Docteur pour « aliénés mentaux » qui ne le sont pas, Charles se révèle lui-même comme un « aliéné » en société.

Séduit par les théories eugéniques (dont la stérilisation des indigents en devenait un instrument), Charles tente d’améliorer cette société en voulant les mettre à l’oeuvre au sein de l’asile. Son cheminement, bien que funeste et critiquable, suit une logique en phase avec les idées de Sir Francis Galton, cousin de Charles Darwin.

Ambitieux, Charles souhaite ainsi se faire remarquer par les grands de l’époque qui les cautionnent (parmi lesquels Winston Churchill).

 

Rôle lumineux de la nature

La nature détient le rôle primordial de l’espoir dans cette histoire. La nature illumine les coins sombres de l’asile. En lisant ce roman, on a envie de sortir hors de l’enceinte anxiogène de l’asile et de respirer une grande bouffée d’air frais.

[John] « Il se mit à remarquer les choses plus en détail : l’éclat des feuilles nouvelles du vieux chêne, la façon dont les hirondelles voletaient dans le soleil, plus sûres maintenant, comme si elles s’en glorifiaient, le jabot scintillant tel de l’argent lorsqu’elles tournoyaient, serpentin de lumière.
Il ne semblait pas juste qu’il pût voir ces choses alors qu’elle, et les autres femmes, non.
Ainsi donc il se mit à emmagasiner les images qu’il voyait de façon à avoir quelque chose à lui dire le vendredi, dans la salle de bal, quelque chose qu’il déroberait au monde lumineux pour l’introduire discrètement dans les couloirs obscurs. »

Roman bienfaisant ?

Anna Hope, actrice et écrivaine anglaise, s’est inspirée de son histoire familiale (son arrière-grand-père avait été interné dans un asile britannique), ainsi que de la Grande Histoire pour dérouler le fil de ce récit puissant et aux accents dramatiques bien agencés.
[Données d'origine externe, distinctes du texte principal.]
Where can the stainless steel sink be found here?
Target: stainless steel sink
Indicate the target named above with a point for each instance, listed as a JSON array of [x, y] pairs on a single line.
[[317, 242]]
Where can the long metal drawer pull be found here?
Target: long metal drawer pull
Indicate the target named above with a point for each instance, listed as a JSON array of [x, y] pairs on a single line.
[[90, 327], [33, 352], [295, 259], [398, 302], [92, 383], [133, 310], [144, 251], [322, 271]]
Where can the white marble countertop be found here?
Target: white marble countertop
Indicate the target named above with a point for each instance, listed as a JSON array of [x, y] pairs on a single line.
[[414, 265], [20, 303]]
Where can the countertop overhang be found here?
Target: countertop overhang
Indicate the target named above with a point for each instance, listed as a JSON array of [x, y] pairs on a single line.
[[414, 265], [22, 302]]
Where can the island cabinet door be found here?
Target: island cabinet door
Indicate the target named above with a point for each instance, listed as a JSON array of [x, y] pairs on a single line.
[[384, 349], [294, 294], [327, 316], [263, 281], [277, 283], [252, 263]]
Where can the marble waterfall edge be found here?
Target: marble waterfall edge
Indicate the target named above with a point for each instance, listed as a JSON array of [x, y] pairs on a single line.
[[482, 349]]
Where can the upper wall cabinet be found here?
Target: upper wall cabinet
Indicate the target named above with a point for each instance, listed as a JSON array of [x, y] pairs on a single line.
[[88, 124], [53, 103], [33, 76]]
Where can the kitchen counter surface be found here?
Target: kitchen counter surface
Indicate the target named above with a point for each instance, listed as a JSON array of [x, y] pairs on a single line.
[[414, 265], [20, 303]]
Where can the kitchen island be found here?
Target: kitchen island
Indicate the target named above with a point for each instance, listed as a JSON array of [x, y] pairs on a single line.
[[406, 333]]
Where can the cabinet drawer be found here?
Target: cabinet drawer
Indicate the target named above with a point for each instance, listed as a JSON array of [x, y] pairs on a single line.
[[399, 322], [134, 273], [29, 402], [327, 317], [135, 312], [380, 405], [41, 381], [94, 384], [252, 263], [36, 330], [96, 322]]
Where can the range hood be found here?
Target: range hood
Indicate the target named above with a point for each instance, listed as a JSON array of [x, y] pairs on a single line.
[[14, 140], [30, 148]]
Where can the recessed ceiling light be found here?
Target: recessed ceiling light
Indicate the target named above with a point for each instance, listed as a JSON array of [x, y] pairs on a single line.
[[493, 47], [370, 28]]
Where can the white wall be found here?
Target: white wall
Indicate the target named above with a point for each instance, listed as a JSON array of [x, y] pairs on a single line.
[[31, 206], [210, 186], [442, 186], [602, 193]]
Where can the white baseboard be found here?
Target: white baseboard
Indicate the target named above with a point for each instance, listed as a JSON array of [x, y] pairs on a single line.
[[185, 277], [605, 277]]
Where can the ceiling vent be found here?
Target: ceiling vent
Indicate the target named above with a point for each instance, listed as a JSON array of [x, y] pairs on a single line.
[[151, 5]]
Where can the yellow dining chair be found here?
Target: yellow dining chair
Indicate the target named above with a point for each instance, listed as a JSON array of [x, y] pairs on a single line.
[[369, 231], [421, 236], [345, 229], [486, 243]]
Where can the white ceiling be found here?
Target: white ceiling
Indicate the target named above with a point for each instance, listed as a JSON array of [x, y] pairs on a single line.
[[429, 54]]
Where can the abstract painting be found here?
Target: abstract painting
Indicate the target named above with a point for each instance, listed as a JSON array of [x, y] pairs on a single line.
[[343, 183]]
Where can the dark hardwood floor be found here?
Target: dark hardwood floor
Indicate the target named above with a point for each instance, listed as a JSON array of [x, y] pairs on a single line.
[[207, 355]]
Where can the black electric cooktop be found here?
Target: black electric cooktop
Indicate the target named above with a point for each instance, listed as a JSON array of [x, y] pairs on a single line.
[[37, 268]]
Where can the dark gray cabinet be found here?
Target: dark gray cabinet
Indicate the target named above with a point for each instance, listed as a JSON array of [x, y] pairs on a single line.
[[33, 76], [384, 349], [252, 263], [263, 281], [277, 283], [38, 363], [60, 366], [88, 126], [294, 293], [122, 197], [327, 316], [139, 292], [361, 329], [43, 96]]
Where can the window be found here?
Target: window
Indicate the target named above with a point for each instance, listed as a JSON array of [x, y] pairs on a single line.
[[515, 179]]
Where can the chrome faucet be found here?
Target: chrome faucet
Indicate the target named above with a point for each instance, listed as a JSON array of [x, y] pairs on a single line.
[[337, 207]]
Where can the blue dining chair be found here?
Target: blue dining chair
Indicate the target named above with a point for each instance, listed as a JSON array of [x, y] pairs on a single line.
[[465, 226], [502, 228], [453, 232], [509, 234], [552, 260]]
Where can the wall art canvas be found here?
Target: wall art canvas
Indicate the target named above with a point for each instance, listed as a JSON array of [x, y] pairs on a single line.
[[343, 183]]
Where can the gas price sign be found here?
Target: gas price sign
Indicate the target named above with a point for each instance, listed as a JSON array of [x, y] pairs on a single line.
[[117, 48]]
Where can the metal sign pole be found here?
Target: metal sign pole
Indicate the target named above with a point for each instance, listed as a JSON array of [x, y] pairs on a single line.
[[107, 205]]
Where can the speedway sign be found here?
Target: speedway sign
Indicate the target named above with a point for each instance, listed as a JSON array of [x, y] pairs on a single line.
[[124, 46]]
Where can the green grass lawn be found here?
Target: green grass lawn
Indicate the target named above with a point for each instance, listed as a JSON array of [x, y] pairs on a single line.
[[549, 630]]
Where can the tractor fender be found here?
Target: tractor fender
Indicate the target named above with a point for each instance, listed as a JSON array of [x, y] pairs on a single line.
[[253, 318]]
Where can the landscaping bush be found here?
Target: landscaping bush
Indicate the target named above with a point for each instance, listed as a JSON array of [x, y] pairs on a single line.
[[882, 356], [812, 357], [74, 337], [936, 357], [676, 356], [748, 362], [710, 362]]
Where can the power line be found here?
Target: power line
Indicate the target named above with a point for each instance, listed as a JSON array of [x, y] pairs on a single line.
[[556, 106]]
L’enfermement des indigents et pauvres gens dans les asiles, ainsi que les principes de l’eugénisme tels qu’ils étaient en vogue au début du XXe siècle nous sont expliqués par le biais du docteur Fuller et suscitent notre réflexion. Le dénouement du récit contredira ici les théories suivies par Charles.

Hélas, les germes de ces idées – générées en partie, une fois de plus, par la peur de la différence – se retrouveront imbriqués dans les ressorts funestes de la grande tragédie humaine qui surviendra quelques années plus tard en Europe…

P.S. N’oublions pas que notre société contemporaine n’est pas non plus étrangère à ce débat, où la morale se heurte souvent aux moyens utilisés pour parvenir à une « humanité mieux adaptée et donc plus heureuse ».

 

« La salle de bal » de Anna Hope est un roman bienfaisant parce qu’il nous fait réfléchir sur des questions ou idées dont il faut coûte que coûte éviter les fâcheuses dérives. Mais le récit donne aussi du baume au coeur parce qu’il met en évidence le côté lumineux des sentiments amoureux, de l’amitié et de l’espoir, dont la nature représente ici la métaphore par excellence.